Best thing I ever seen to scare birds away.

5 years ago they would have been the bomb shizzle.

Todays birds want REALISM not a bunch of plastic bags and a spinning saw blade. :roll:

Now ducks on the other hand dive bomb that thing. I even said take em and was acting like I was shooting some pintails and they still didnt care. They want that spinner. Just like a mojo.


----------



## ryan1 (Feb 21, 2006)

This weekend we used two of them and I would say that they do bring birds to the spread from far away and with less hesitation. The bad thing about them is that they do not stay up and would fall to the ground every 10- 15 min. We evin had a good 15-20mph wind. For how much they cost I would say they are not worth it and would rather spend my money on better decoys.


----------



## Rebel85 (Mar 21, 2005)

i wouldn't be hesitant on trying these decoys. i have seen some videos from the owner and have tried them out myself, and they do work. you can't fly them in high winds, because of a weight issue, but they are workin on fixing that problem. they do look like a saw blade when stationary, however, if people are having problems with them breaking, they should be spinning and i doubt anyone can count the teeth on them when they're spinning. i don't know if anyone is breaking these when they are trying to get them to fly but they're not kites, you are NOT supposed to run with them to get them to fly. instead if u keep tension on the line and spin them with your hand at about shoulder height they take off. also you need to change the length of the line to meet the wind conditions. if there are higher winds shorten the length, lighter winds make them longer. new products always have their problems, give it a little time, i have a feeling these will be bigger than what you think.


----------



## nowski10 (Jan 27, 2006)

THEY SUCK A$$. Bottom line


----------



## goosehunter21 (May 18, 2004)

:withstupid: :beer:


----------



## Hunter_58346 (May 22, 2003)

They aren't new and it is not a new idea,,,,we used them 25 years ago, they were just made of different material but the same shape and M/O


----------



## bluebill25 (Mar 29, 2006)

used them this weekend in south d and i thought they flew great but the geese would stay just out of range with them in the air. we took them down and the irds finish a little better. tough decoying days though not a cloudin the sky for 3 days


----------



## nodakoutdoors.com (Feb 27, 2002)

The decoy spread next to us on Saturday had 5 of them and never pulled the trigger. Birds wanted nothing to do with them, and we noticed they were falling down a lot.


----------



## hunt4P&amp;Y (Sep 23, 2004)

I Just past the owner of REAL WINGS on 194 and he had about 100 or so snows and blues on the top of his Escalade pulling the real wings trailer. They must worK?? I just thought it was odd to put geese on top of your Escalade. Get a truck.


----------



## 95huskers (Oct 11, 2006)

Hunted with 7 reelwings this weekend and had much better luck when they were in the air then when they weren't. I'd recommend them for sure.


----------



## dosch (May 20, 2003)

> I Just past the owner of REAL WINGS on 194 and he had about 100 or so snows and blues on the top of his Escalade pulling the real wings trailer. They must worK?? I just thought it was odd to put geese on top of your Escalade. Get a truck.

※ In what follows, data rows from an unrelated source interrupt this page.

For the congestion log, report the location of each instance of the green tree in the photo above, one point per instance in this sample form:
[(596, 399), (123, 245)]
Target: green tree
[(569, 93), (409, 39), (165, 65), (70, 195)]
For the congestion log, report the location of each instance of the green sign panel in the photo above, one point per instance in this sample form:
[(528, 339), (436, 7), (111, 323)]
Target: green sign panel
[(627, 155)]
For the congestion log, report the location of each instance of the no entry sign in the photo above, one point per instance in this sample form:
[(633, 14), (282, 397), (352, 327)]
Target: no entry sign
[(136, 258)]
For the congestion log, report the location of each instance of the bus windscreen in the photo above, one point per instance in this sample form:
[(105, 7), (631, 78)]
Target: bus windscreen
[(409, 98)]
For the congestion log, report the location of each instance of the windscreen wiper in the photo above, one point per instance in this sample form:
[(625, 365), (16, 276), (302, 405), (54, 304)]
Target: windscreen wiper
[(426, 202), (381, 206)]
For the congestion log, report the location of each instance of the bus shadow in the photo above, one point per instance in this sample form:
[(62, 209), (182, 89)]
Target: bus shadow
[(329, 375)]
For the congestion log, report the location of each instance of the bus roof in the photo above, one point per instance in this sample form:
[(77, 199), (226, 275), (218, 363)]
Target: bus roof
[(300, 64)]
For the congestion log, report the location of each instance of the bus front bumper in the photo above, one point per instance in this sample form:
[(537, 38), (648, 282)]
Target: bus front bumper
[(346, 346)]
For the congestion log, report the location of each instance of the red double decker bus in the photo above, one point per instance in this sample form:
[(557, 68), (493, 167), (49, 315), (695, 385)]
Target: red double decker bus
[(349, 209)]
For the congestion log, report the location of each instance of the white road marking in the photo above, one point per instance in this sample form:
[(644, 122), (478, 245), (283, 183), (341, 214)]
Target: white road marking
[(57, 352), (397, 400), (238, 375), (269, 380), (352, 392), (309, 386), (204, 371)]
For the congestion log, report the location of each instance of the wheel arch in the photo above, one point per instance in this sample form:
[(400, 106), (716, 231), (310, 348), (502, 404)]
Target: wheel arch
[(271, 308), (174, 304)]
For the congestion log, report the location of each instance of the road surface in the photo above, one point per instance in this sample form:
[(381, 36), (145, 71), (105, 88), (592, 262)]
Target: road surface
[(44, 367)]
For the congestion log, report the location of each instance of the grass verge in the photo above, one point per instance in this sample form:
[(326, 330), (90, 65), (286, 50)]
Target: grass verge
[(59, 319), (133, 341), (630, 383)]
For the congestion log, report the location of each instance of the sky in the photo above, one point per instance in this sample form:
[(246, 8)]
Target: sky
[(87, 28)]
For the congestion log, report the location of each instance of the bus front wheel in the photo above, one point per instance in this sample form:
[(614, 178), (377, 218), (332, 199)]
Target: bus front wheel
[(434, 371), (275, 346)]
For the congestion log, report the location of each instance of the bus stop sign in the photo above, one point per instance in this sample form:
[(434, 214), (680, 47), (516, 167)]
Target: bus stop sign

I Just seen him in Fargo..why would you put the geese on top of your rig when your pulling an enclosed trailer??


----------



## jd mn/nd (Apr 8, 2004)

It is called " Hard Core Advertising" seeing is believing!!!! If you see just the trailer you think to your self yah I bet he didn't do anything better than us. However now you see the trailer and the birds you go to yourself man that guy really put the smack down on the birds. See the difference in trying to sell a product, he now made a believer out of lots of people that his decoy works.


----------



## dosch (May 20, 2003)

Yea I know why he did it. Just looks like something a young kid would do trying to show off his kill for the day.


----------



## jd mn/nd (Apr 8, 2004)

No I think he was just doing some very expensive advertising!! Gas at $2.70/ gal, pulling a trailer going into the wind, driving a $50,000 gas guzeling SUV with less arodynamics than a brick wall. However he did get your attention!!!

Later JD


----------



## WingedShooter7 (Oct 28, 2005)

the videos for those things at the scheels are pretty sweet i must admit and cabelas.....now would i ever use them for canadas or ducks....MMMMMMMMMMMMMMMMMMMMMMMMMM NO!!!!!!!1


----------



## hunt4P&amp;Y (Sep 23, 2004)

Yes good advertising, however I thought it was rather odd. How many of us drive around a whole day with deer or birds on our trucks? His Rig is sitting at Generic Rent acar right now. It has been there since about 12. I wonder how those geese are going to taste after sitting in the sun all day?


----------



## E (Oct 5, 2005)

We tried to use them in our spread this spring as well and I will probably be throwing them away. They look better in the video and we had trouble getting them in the air and even once they were up, they would fall down every few minutes.


----------